Yağmur yağdı, barajlar şöyle bir dolar gibi olur ama yağışlar yine kesildi. Gerçi ara ara yağıyor ama barajları hareketlendirecek seviyede değil.
Bu haftasonu yine yurdun büyük kısmı yağışsız! Bugün ve yarın Marmara’da yerel yağışlar olabilir. Karadeniz ve Doğu Anadolu ise yarın yağış alacak. Bu yağışlar da pek kuvvetli görünmüyor. Sıcaklıklar hafta içine nazaran birkaç derece düşüyor ama yeni haftayla beraber 2-3 derecelik kayıp geri gelecek. Yani yine birkaç derece ısınacağız...
Küresel olarak ısındığımızdan bahsediyoruz.

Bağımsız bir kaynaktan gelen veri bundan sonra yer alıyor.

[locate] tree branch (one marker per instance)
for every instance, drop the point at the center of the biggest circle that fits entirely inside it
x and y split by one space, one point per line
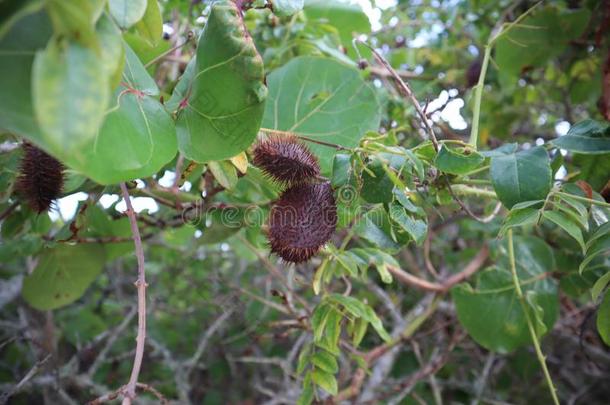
445 286
130 389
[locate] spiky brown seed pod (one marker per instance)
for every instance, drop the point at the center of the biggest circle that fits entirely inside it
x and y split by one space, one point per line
286 160
302 221
41 178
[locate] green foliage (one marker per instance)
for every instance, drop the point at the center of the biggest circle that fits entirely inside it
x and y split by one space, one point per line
481 233
62 275
224 103
491 313
337 108
521 176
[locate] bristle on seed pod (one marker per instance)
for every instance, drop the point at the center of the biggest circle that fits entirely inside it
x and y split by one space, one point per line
41 178
286 160
302 220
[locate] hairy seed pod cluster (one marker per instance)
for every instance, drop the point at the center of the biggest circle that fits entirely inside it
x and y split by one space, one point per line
286 160
41 178
304 217
302 221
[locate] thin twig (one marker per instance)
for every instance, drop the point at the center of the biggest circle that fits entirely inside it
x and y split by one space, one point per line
475 264
530 325
406 90
189 36
130 388
303 137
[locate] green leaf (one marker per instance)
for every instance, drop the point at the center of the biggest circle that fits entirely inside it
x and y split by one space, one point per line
70 90
62 275
307 394
599 286
539 37
342 169
594 169
522 214
491 313
17 50
374 226
303 359
330 339
111 47
287 7
322 99
224 172
75 19
348 18
567 225
359 331
603 319
326 381
594 250
371 317
376 184
521 176
219 224
458 161
14 12
136 138
151 24
127 12
587 137
325 362
416 228
226 97
406 202
319 319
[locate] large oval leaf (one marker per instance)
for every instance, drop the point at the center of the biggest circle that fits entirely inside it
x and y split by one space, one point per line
17 50
137 137
521 176
322 99
226 95
62 275
127 12
70 94
588 136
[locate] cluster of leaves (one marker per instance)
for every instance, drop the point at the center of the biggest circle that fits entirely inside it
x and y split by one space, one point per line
94 84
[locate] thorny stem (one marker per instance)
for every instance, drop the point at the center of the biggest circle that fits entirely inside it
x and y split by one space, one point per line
305 138
130 389
530 326
404 87
496 33
189 36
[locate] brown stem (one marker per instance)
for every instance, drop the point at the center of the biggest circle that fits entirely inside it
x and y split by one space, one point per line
406 90
446 285
130 389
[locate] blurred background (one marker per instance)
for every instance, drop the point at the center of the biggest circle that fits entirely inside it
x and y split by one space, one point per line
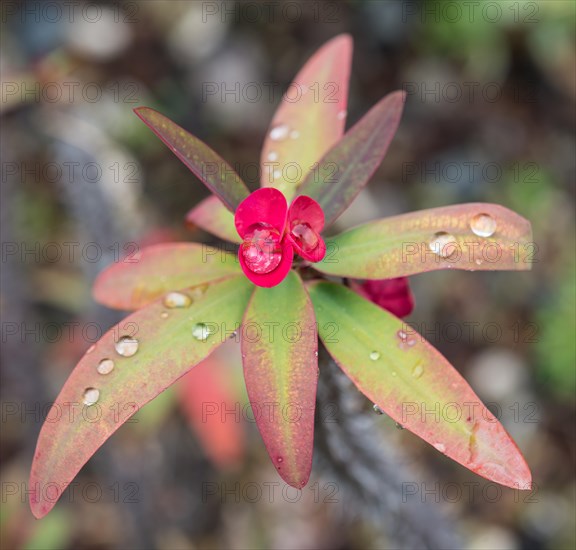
489 117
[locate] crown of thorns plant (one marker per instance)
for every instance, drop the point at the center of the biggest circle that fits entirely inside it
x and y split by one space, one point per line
186 299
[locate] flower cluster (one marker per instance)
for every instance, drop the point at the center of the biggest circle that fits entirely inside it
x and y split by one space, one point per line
272 232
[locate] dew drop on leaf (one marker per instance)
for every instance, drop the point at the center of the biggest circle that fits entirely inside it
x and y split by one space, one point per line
443 244
483 225
106 366
418 370
126 346
90 396
176 299
279 132
201 332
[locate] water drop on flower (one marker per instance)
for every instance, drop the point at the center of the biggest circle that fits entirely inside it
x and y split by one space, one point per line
279 132
201 332
90 396
483 225
261 249
176 299
126 346
440 447
106 366
305 236
443 244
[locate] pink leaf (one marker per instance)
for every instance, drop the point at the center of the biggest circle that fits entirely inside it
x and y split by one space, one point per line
311 117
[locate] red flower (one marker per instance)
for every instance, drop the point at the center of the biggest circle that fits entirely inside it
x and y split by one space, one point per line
271 232
393 295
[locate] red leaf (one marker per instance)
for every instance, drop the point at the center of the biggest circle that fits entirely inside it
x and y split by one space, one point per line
281 372
207 397
204 163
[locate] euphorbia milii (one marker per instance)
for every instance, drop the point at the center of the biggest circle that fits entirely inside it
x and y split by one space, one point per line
271 232
191 298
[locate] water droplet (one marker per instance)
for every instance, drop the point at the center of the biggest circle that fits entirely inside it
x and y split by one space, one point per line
440 447
305 236
126 346
279 132
90 396
201 332
418 370
198 291
176 299
106 366
443 244
261 248
483 225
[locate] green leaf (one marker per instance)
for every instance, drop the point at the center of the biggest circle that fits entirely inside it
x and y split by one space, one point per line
439 238
212 216
205 164
169 343
155 270
310 118
414 384
279 345
346 168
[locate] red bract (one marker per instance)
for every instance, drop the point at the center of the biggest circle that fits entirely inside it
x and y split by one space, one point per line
393 295
191 298
271 232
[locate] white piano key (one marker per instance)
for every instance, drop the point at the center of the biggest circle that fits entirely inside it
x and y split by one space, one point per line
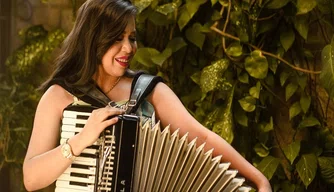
65 186
71 128
67 177
69 121
89 171
74 114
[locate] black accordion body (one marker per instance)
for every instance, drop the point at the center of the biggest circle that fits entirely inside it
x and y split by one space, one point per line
129 156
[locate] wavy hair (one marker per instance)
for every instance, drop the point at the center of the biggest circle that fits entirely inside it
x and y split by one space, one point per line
98 25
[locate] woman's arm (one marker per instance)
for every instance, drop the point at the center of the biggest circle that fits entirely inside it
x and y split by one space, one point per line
44 162
170 110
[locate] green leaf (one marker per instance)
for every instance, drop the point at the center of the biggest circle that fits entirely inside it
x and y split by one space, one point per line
276 4
161 58
269 126
167 8
261 150
287 38
241 117
292 151
234 49
195 35
288 187
224 127
257 65
326 165
243 77
301 25
248 103
305 102
255 91
327 72
268 166
176 44
196 77
302 81
145 55
142 4
294 110
307 168
283 77
188 11
309 122
305 6
290 89
212 74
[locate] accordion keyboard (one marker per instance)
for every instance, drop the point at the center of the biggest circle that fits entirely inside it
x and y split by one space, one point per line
94 169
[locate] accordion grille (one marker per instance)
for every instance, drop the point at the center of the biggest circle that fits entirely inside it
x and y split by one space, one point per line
154 159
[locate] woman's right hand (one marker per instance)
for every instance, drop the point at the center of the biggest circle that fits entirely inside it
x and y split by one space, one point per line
97 122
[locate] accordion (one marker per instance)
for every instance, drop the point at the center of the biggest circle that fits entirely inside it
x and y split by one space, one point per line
130 156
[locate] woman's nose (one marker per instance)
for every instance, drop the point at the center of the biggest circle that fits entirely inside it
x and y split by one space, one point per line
127 46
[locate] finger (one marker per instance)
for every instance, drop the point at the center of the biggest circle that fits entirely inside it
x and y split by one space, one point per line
110 122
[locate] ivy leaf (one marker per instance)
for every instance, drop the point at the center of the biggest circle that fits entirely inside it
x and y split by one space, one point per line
287 38
255 91
224 127
309 122
248 103
269 126
211 118
305 102
294 110
276 4
195 35
196 77
283 77
243 77
188 11
290 89
305 6
261 150
268 166
301 25
142 4
326 165
212 74
292 151
176 44
161 58
234 49
145 55
257 65
307 168
167 8
327 72
302 81
241 117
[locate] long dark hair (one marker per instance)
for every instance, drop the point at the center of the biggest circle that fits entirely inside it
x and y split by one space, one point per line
98 25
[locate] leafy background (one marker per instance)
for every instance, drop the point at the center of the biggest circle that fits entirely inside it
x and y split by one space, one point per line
260 73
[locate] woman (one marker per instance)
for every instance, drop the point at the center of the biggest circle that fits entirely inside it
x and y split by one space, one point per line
98 50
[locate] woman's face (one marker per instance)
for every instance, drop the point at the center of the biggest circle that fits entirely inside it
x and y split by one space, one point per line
117 59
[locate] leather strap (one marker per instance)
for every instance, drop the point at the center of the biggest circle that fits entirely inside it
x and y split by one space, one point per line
142 88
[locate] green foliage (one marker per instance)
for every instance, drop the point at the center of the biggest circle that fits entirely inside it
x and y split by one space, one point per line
25 69
246 70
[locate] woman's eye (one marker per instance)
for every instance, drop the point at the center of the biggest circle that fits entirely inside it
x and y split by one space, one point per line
119 39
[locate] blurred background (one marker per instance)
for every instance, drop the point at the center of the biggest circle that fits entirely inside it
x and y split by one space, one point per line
260 73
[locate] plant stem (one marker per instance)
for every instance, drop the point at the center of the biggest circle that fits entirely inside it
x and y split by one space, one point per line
214 28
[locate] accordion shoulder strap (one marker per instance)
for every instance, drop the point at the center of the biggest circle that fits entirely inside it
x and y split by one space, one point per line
142 86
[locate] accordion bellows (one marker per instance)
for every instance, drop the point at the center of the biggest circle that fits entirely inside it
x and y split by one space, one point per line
160 160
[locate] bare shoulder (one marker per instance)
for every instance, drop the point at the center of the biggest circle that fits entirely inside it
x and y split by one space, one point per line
55 98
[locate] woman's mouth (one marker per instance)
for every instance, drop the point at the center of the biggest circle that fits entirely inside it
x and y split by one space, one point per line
123 61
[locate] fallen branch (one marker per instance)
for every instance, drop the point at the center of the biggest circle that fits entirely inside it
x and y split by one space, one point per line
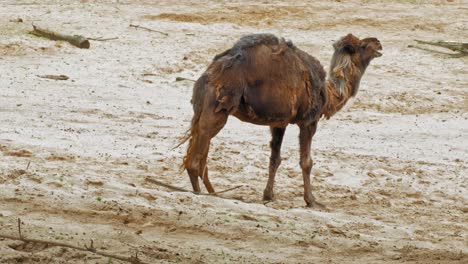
76 40
452 45
461 48
178 79
148 29
55 77
102 39
91 248
179 189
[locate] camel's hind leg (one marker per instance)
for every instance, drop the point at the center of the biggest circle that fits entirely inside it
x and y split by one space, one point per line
305 139
277 134
209 124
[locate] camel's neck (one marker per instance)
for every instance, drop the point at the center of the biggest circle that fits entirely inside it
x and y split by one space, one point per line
342 84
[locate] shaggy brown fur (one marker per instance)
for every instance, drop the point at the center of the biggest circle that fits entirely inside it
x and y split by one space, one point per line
265 80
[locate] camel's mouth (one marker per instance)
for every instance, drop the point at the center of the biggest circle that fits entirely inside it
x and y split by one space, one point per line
377 52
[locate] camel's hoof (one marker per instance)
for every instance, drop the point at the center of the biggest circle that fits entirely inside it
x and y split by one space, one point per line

Sonbahar erken gelmiş gibi görüyor ama sakın "hani ısınıyorduk?" demeyin. Çokça bahsetmiştim; sert kışlar, aşırı kar yağışları bile küresel ısınma sonucunda oluşan iklim değişikliğinin sonucu. Yani önümüzdeki kışı sert, kar yağışlı, soğuk geçirirsek bu ısınma olmadığı anlamına gelmez. Aynen ateşimiz çıktığında titreyip üşümemiz gibi!

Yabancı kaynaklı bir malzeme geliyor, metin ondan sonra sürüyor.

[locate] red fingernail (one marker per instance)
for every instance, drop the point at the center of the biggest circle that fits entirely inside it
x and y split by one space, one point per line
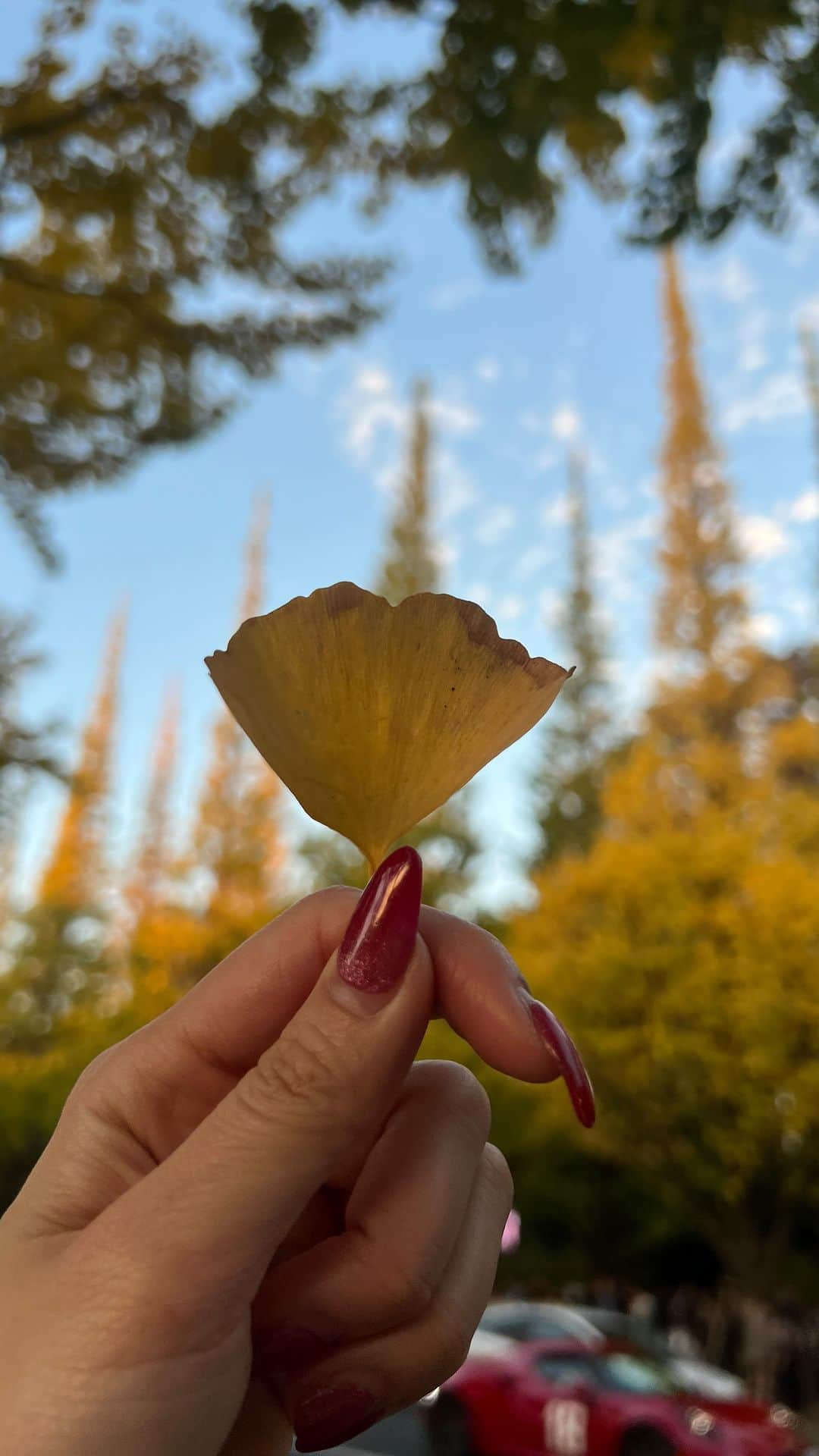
333 1416
381 937
286 1348
569 1060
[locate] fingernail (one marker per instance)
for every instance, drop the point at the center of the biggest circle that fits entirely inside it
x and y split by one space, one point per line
569 1060
333 1416
287 1348
381 937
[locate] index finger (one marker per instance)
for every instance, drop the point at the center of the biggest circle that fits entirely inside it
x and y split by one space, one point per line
232 1015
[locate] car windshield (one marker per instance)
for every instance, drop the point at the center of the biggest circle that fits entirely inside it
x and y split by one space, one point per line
632 1375
537 1323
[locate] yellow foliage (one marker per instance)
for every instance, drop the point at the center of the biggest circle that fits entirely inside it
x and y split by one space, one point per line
684 956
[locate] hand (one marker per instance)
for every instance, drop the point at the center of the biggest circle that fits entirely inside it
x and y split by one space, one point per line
256 1212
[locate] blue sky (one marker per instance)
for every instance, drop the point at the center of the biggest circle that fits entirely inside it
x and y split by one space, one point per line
569 350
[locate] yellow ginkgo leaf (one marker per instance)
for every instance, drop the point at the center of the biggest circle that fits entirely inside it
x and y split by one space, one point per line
372 714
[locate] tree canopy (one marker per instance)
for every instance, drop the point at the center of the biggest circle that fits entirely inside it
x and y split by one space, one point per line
149 261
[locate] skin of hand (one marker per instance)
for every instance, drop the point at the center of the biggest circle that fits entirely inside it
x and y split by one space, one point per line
259 1213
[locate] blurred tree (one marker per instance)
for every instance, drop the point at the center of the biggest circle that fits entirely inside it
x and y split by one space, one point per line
410 563
523 93
148 886
713 674
146 264
161 934
811 354
577 742
445 839
60 962
701 607
25 748
681 952
148 267
237 845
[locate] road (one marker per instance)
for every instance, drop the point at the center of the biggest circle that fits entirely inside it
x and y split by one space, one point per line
401 1435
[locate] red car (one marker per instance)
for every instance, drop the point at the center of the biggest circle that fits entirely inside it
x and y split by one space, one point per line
548 1398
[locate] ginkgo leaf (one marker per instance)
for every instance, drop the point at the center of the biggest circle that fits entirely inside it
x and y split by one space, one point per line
373 715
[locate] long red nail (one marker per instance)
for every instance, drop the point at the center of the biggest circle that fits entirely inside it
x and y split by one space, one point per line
333 1416
381 937
569 1060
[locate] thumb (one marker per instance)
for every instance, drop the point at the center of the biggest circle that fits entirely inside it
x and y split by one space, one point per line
228 1196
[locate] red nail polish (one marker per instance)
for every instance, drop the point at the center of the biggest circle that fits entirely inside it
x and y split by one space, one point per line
334 1416
569 1059
286 1348
381 937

Bilim adamları atmosfere güneş panelleri yerleştirip gelen ışınların bir miktarını geri yollamak, havadaki karbondioksiti emip yer deniz diplerindeki kayalıklara enjekte etmek ya da okyanuslardaki karbondioksitle beslenen planktonları artırıp, okyanus karbondioksitini düşürüp havadan daha fazla karbondioksit emmesini sağlamak gibi pek çok proje üretti. Bunların hepsi havaya ya da doğaya müdahale!

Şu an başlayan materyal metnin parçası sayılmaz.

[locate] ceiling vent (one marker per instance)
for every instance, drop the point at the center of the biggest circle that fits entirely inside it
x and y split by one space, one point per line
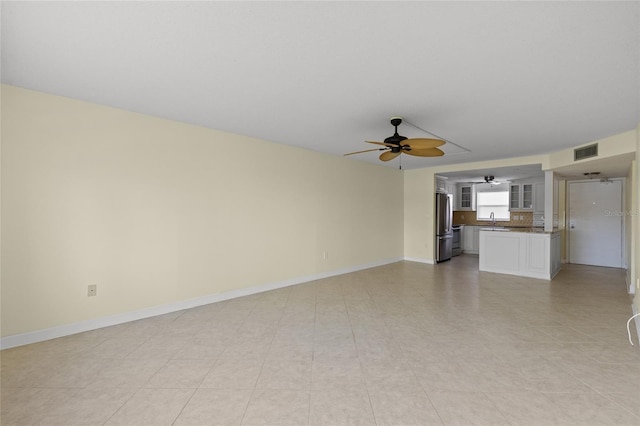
585 152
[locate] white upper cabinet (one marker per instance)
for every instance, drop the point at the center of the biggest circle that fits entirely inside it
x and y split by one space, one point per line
522 196
466 197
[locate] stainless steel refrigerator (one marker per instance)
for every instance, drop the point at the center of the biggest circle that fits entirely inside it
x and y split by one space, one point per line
444 231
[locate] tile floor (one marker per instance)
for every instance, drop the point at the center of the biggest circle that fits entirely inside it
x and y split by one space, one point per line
402 344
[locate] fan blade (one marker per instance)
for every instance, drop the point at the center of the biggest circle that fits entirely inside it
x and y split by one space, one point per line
382 143
389 155
430 152
422 143
366 150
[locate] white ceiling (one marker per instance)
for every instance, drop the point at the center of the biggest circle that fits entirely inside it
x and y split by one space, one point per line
501 79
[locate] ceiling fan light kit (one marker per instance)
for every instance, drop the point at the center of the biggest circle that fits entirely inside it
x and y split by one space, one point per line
398 144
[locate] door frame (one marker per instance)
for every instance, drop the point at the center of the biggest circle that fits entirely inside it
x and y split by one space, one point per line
623 214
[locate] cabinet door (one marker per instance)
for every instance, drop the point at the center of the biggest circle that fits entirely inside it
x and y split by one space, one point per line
527 196
538 197
467 238
465 197
476 239
514 197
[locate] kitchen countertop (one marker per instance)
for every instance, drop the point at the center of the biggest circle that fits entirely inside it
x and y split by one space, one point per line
536 230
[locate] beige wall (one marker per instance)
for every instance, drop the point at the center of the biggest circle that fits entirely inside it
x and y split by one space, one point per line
636 219
155 211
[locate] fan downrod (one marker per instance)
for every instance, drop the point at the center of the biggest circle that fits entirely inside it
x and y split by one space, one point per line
396 121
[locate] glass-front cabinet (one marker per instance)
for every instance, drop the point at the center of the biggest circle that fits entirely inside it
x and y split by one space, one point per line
466 197
521 196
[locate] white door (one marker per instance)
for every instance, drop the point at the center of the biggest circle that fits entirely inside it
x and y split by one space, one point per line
595 223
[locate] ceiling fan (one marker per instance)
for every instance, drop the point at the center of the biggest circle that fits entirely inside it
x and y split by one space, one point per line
396 145
490 180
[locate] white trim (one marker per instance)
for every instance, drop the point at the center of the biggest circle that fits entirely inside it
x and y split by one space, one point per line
419 260
93 324
637 320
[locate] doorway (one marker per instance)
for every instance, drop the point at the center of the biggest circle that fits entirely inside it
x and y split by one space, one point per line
595 223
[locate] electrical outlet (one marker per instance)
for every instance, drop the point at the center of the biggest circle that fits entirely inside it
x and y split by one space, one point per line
92 290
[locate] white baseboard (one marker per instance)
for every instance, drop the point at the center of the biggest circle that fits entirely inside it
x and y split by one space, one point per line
419 260
94 324
637 321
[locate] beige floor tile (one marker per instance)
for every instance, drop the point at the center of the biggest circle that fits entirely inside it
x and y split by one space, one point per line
114 347
200 348
482 348
341 407
329 373
152 407
529 408
466 408
593 409
285 374
126 373
215 407
277 407
84 406
230 373
181 374
402 406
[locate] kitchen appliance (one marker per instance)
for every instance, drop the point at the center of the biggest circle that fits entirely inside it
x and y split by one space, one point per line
456 243
444 231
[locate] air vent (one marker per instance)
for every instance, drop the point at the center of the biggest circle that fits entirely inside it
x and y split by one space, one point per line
585 152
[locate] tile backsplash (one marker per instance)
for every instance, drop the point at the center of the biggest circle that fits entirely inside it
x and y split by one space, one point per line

Küresel ısınmanın benzerleri geçmişte de yaşanmış. Çünkü Dünya arka arkaya bir sıcak bir serin dönemler geçiriyor. Sıcak dönemler geçiren Dünya soğuma da yaşamış ancak nüfus bu kadar yüksek değilmiş. Isınmayı insanlar oluşturmadığı gibi, ısınmadan soğumaya geçişte de insani etki düşük. Kısacası Dünya herhangi bir nedenle tekrar soğuyabilir. 500-600 yıl aradan sonra yanardağlar tekrar patlamaya, lav püskürtmeye başlıyor. Yanardağların patlaması ısınmanın tersine dönmesine yol açabilir. Yanardağ patlamalarında atmosfere yüksek miktarda kükürt çıkıyor ve havada karbondioksidin tersi bir işlem yapıyor. Isıyı yutup, yeniden Dünya’ya yollamıyor. Yansıtarak atmosfer dışına çıkartıyor.